The swearing-in of House members took just a couple minutes. Then for more than an hour, House members introduced family members and friends.
Shannon, presiding in the speaker's chair for the first time, said there is no need for a special session. A spokesman for Gov. Mary Fallin said earlier that the governor is exploring the state's options on the health insurance exchange system.
“We're going to wait to hear the governor's announcement,” said Shannon, who was selected last week as House speaker-elect by House Republicans and is in line to be elected speaker when the House holds an organizational day Jan. 8. “Certainly she's going to lead the discussion. The ultimate decision is going to be hers about how we proceed, but there will be time during session for the Legislature to weigh in on this important issue and to push back against the federal government's intrusion.”
Rep. John Enns, R-Enid, said a special session would be time-consuming and expensive. Estimates are that a weeklong special session would cost about $115,000.
“My constituents do not want me to move forward on that,” said Enns, chairman of the House Public Health Committee. “We're kind of being put in a hard position because you have your constituents who you're supposed to represent saying don't do it and on the other hand you've got the federal government saying it's federal law — you've got to do it.”
New legislators, meanwhile, said they were excited and humbled to take on state challenges.
Rep.-elect Charles McCall, R-Atoka, resigned late Tuesday as Atoka's mayor.
“So far it's been really surreal,” said McCall, a third-generation banker who would like to work on budget or finance committees or subcommittees.
Rep.-elect Kay Floyd, D-Oklahoma City, said House Democrats, despite having their lowest numbers, can be effective.
“There are Republicans out there that want to work with Democrats and there are Democrats that want to work with Republicans,” Floyd said. “I think we've all seen that partisanship just doesn't move Oklahoma forward.”
Rep.-elect David Perryman, D-Chickasha, also is optimistic.

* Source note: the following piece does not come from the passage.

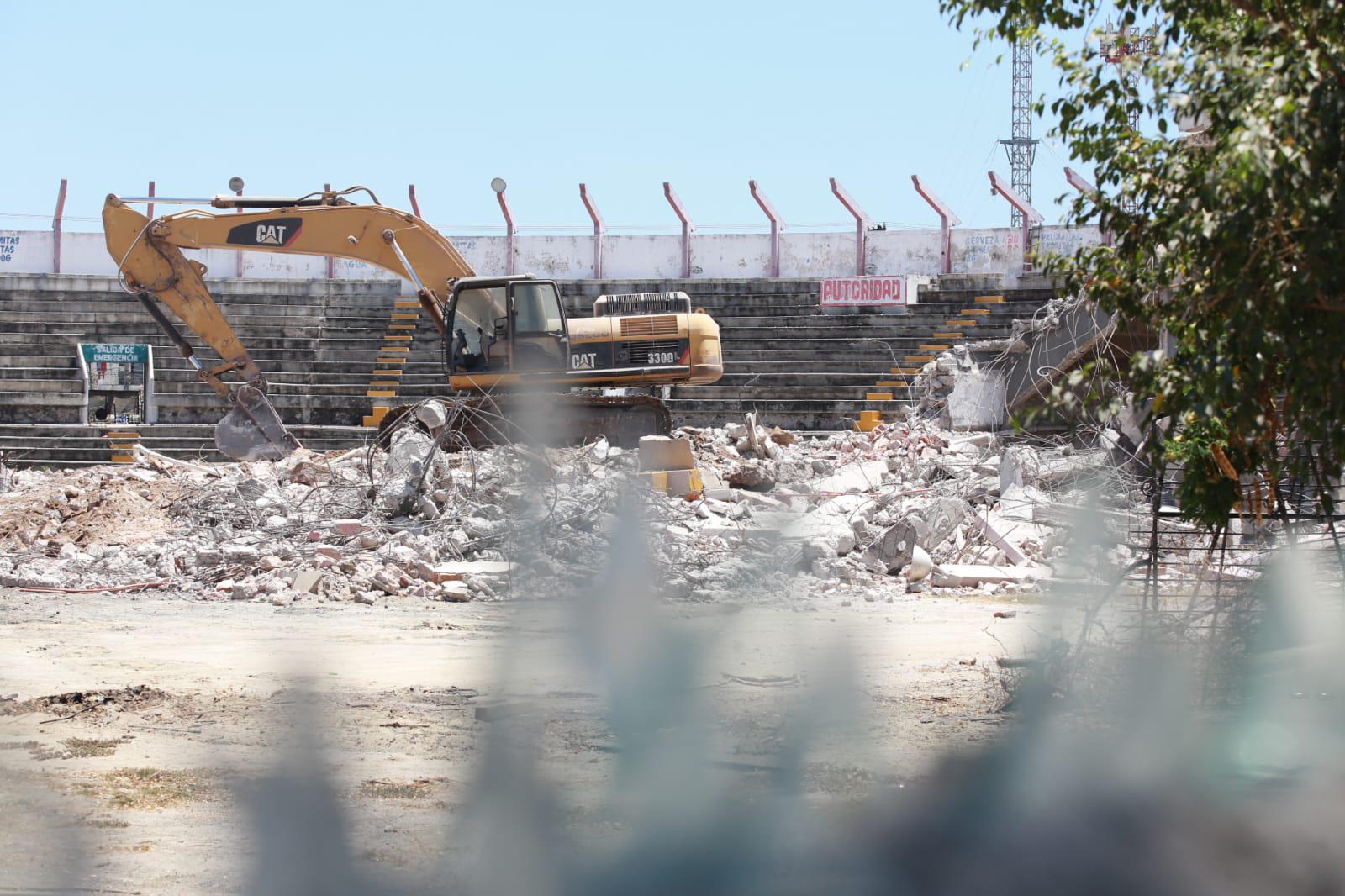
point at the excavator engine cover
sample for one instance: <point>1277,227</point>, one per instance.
<point>252,430</point>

“Hopefully we can overcome some partisan bickering and come together to address some real issues,” he said. “We've got to determine what we're going to do with regard to the federal mandates on health care and we've got real needs in Oklahoma in regards to our educational systems.”
Rep.-elect Katie Henke, R-Tulsa, who lost her bid for a House seat by three votes in an April special election and won by one vote in a recount that eventually wasn't counted, said she was glad to be a member of the House.
“I'm thrilled to be not campaigning anymore,” Henke said. “I'm ready to get to work.”